Unable to extract date of birth from a given random format

Unable to extract date of birth from a given random format - python

I have a set of text files from which I have to extract date of birth. The below code is able to extract date of birth from most of the text files but it is getting failed when given in the below format. May I know how could I extract DOB? The data is very much un-uniform and broken.
Code:
import re
str = """ This is python to extract date
D
.O.B.
:
14
J
u
n
e
199
1
work in a team or as individual
contributor.
And Name is: Zon; DOB: 12/23/
1955 11/15/2014 11:53 AM"""
pattern = re.findall(r'.*?D.O.B.*?:\s+([\d]{1,2}\s(?:JAN|NOV|OCT|DEC|June)\s[\d]{4})', string)
pattern2 = re.findall(r'.*?DOB.*?:\s+([\d/]+)', string)
print(pattern)
print(pattern2)`
Expected Output:
['14 June 1991']
['12/23/1955']

Working with date time is always a nightmare for developers for many reasons. In your case, you are trying to extract the date of birth, which is specified with a prefix of DOB with or without separators.
I suggest not to use and maintain a lot of regexes in the code, since you said the date formats can vary. You can use a good library like python-dateutil install it from pypy like pip install python-dateutil
All you have to do is find a good candidate section of the text, and use the library to parse it. Eg., in your case, find the date containing section of text like
import re
from dateutil.parser import parse
in_str = """DOB: 14 June 1991
work in a team or as individual
contributor"""
# find DOB prefixed string patterns
candidates = re.findall(r"D\.?O\.?B\.?:.*\d{4}\b", in_str)
#parse the dates from the candidates
parsed_dates = [parse(dt) for dt in candidates]
print(parsed_dates)
This will give you an output like
[datetime.datetime(1991, 6, 14, 0, 0)]
From here, you can manipulate or process them easily. Finding the date contained sections is again not a necessity for date parser to work, but that minimizes your work as well.

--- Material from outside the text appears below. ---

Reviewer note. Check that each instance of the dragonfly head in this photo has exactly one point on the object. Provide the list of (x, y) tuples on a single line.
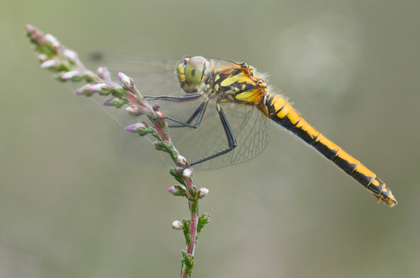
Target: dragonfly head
[(193, 73)]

For the first pattern, you can add matching optional whitespace chars between the single characters.
\bD\s*\.\s*O\s*\.\s*B[^:]*:\s+(\d{1,2}\s*(?:JAN|NOV|OCT|DEC|J\s*u\s*n\s*e)(?:\s*\d){4})
Then in the match, remove the newlines.
See a regex demo and a Python demo.
For the second pattern, you can match optional whitespace chars around the / and then remove the whitespace chars from the matches.
\bDOB.*?:\s+(\d\d\s*/\s*\d\d\s*/\s*\d{4})\b
See another regex demo and a Python demo.
For example
import re
pattern = r"\bDOB.*?:\s+(\d\d\s*/\s*\d\d\s*/\s*\d{4})\b"
s = (" This is python to extract date\n"
"D\n"
".O.B.\n"
": \n"
"14 \n"
"J\n"
"u\n"
"n\n"
"e \n\n"
"199\n"
"1\n"
"work in a team or as individual \n"
"contributor.\n"
"And Name is: Zon; DOB: 12/23/\n"
" 1955 11/15/2014 11:53 AM")
res = [re.sub(r"\s+", "", s) for s in re.findall(pattern, s)]
print(res)
Output
['12/23/1955']
If there should not be a colon between DOB and matching the "date" part, you can also use a negated character class to exclude matching the colon instead of .*?
\bDOB[^:]*:\s+(\d\d\s*/\s*\d\d\s*/\s*\d{4})\b
Regex demo

I agree with #Kris that you should try to have as little regex to maintain as possible, and make them as simple as possible. You should also, as he suggested, divide your problem in 2 steps:
1/ extracting candidates
2/ parsing (using, for example dateutil.parser.parse)
step 1: extracting candidates
One solution for making regex patterns simpler is to manipulate the input string (if possible).
For example in your case, the difficulty comes from varying newlines and spaces. Taking back your example:
import re
s1 = """ This is python to extract date
D
.O.B.
:
14
J
u
n
e
199
1
work in a team or as individual
contributor.
And Name is: Zon; DOB: 12/23/
1955 11/15/2014 11:53 AM"""
You can create s2 that removes new lines and spaces:
s2 = s.replace("\n", "").replace(" ", "")
Then your pattern becomes simpler:
pattern = re.compile(r"D\.?O\.?B\.?:(?P<date-of-birth>(.*?)(\d{4}))")
(see pattern explanation below)
Match the pattern with your simplified string:
matches = [m.group('date-of-birth') for m in pattern.finditer(s2) if m]
You get:
>>> print(matches)
['14June1991', '12/23/1955']
step 2: parsing candidates to date objects
#Kris suggestion works very well:
import dateutil
dobs = [dateutil.parser.parse(m) for m in matches]
You get your expected result:
>>> print(dobs)
[datetime.datetime(1991, 6, 14, 0, 0), datetime.datetime(1955, 12, 23, 0, 0)]
You can then use strftime if you want to make all your dates as pretty, standardized strings:
dobs_pretty = [d.strftime('%Y-%m-%d') for d in dobs]
print(dobs_pretty)
>>> ['1991-06-14', '1955-12-23']
Pattern explanation
D\.?O\.?B\.?: you look for "DOB", with or without periods (hence the ? operator)
(?P<date-of-birth>(.*?)(\d{4})): You capture everything on the right of "DOB" until you find 4 consecutive digits (representing the year). (.*?) captures everything "up until" (\d{4}) (the 4 consecutive digits)
?P<date-of-birth> allows you to name the captured group, making retrieving the date much easier. You simply put the group name (date-of-birth) in the group() method: m.group('date-of-birth')

Related

Is there a way to find (potentially) multiple results with re.search?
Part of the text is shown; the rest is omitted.